- Born: 25 September 1630 Ménil-Hubert-sur-Orne, France
- Died: 31 December 1709 (aged 79) Caen, France
- Known for: philosopher and theologian

= Pierre Cally =

French philosopher and theologian

Pierre Cally (25 September 1630 – 31 December 1709) was a French Catholic Cartesian philosopher and theologian.

==Life==
He was born at Ménil-Hubert-sur-Orne near Falaise, now Orne, France. In 1660 he was appointed professor of philosophy and eloquence in the University of Caen, and in 1675, president of the Collège des Arts in the same city. In 1684 he assumed charge of the parish of Saint-Martin. He was an associate of Pierre Daniel Huet, who converted him to Cartesianism, and Jean Renaud de Segrais. Cally died 31 December 1709.

==Works==
He wrote a course of philosophy, Universæ philosophiæ institutiones (Caen, 1695), in which the theories of Descartes are explained and defended. He worked for the conversion of Protestants, and gave conferences in which he endeavoured to solve their difficulties. For the same purpose, and in reply to the Jesuit Louis Le Valois, he composed a book on the Eucharist, Durand commenté, ou accord de la philosophie avec la théologie touchant la transsubstantiation de l'eucharistie (Caen, 1700). In it he denies the existence of absolute accidents and, instead of transubstantiation, admits a transformation. Before and after the consecration the matter of the bread remains the same; by the consecration the matter of the bread becomes the matter of the body of Christ. A publisher in Caen was asked to print sixty copies of the work to be sent to competent judges before making it public. In fact, eight hundred copies were printed immediately and sold. At once the book became the subject of many discussions, and was bitterly denounced. On 30 March 1701, François de Nesmond, bishop of Bayeux condemned seventeen propositions taken from Cally's work as leading to heresy concerning transubstantiation.

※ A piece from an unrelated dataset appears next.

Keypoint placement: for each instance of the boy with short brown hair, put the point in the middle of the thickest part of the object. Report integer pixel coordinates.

Cally made a public retraction on 21 April that year.

He also wrote

- "Doctrine hérétique et schismatique touchant la primauté du pape enseignée par les jésuites dans leur collége de Caen" (1644);
- "Discours en forme d'homélies sur les mystères, sur les miracles et sur les paroles de Notre-Seigneur Jésus-Christ qui sont dans l'évangile" (Caen, 1703),

and published a new edition with commentaries of Boethius's work, De consolatione philosophiae (Caen, 1695).